Q: If I’m considering using two separate entities that have a great deal of overlap (greater number of members in intersection than not, for example), is it best to merge them into one entity to avoid redundancy? Or better to keep separate to guarantee integrity of generated examples?

A: In general, it is better to keep them separate. But be mindful of the kinds of sentences in which these occur. Are these identical or nearly so? If so, it may make sense to combine.

Over-generation

Q: How much does over-generation of examples hurt?

A: In test data, you absolutely do not want to over-generate (such as use a grammar that generates unrealistic utterances), since you want the test data to maximally match what the system will encounter in production.
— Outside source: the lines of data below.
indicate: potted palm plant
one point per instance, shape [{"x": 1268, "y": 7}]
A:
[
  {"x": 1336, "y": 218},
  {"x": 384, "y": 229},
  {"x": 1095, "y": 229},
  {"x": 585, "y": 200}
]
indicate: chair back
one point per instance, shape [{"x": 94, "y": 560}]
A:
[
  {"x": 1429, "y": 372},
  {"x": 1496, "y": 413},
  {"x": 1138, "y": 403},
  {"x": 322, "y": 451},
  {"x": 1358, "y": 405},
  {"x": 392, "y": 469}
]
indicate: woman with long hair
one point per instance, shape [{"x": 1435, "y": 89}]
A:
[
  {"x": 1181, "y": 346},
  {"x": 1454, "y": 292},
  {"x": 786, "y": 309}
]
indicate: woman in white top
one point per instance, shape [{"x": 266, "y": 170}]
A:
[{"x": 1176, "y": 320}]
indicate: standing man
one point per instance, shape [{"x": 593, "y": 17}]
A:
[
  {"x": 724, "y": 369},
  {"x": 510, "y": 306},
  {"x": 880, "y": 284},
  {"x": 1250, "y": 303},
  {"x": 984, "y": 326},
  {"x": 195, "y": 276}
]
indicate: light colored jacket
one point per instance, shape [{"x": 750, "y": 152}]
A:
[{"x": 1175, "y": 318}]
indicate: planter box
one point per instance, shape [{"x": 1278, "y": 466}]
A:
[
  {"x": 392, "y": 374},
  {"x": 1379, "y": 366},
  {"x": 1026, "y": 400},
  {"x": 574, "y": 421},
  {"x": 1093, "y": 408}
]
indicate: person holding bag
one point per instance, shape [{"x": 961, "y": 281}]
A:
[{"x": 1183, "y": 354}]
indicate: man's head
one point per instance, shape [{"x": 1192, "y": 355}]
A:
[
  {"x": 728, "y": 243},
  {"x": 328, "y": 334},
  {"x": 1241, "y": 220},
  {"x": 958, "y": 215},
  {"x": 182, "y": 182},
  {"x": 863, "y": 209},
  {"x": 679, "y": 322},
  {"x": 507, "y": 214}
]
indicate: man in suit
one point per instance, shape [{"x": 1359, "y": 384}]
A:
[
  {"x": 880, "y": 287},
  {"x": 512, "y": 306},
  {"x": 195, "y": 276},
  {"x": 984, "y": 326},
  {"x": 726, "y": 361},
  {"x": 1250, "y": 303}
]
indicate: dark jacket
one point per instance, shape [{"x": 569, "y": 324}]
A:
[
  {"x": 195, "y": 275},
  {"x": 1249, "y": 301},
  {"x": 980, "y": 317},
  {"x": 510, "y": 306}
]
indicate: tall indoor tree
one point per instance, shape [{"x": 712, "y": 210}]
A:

For training data, some over-generation is acceptable. It is unknown exactly how much unrealistic training data can be added before the performance of the model begins to degrade, but as a rule of thumb, try to limit over-generated/unrealistic data to no more than 20% of training data.

Entity spans

Q: Does it ever make sense to include full noun phrases (preceding determiner, adjective) in an entity? For example:

{OPEN_INSURANCE_POLICY} I want to get insurance for [INSURED_OBJECT] my new car [/] {/}

vs.

{OPEN_INSURANCE_POLICY} I want to get insurance for my new [INSURED_OBJECT] car [/] {/}

A: Whether a determiner is included in an entity is a decision that needs to be made for each project and documented in the annotation guide. However, in general, it is probably better to leave determiners out of entities, simply because they are not necessary to understand the meaning of the entity, and it is often possible for different determiners (or no determiners) to precede an entity.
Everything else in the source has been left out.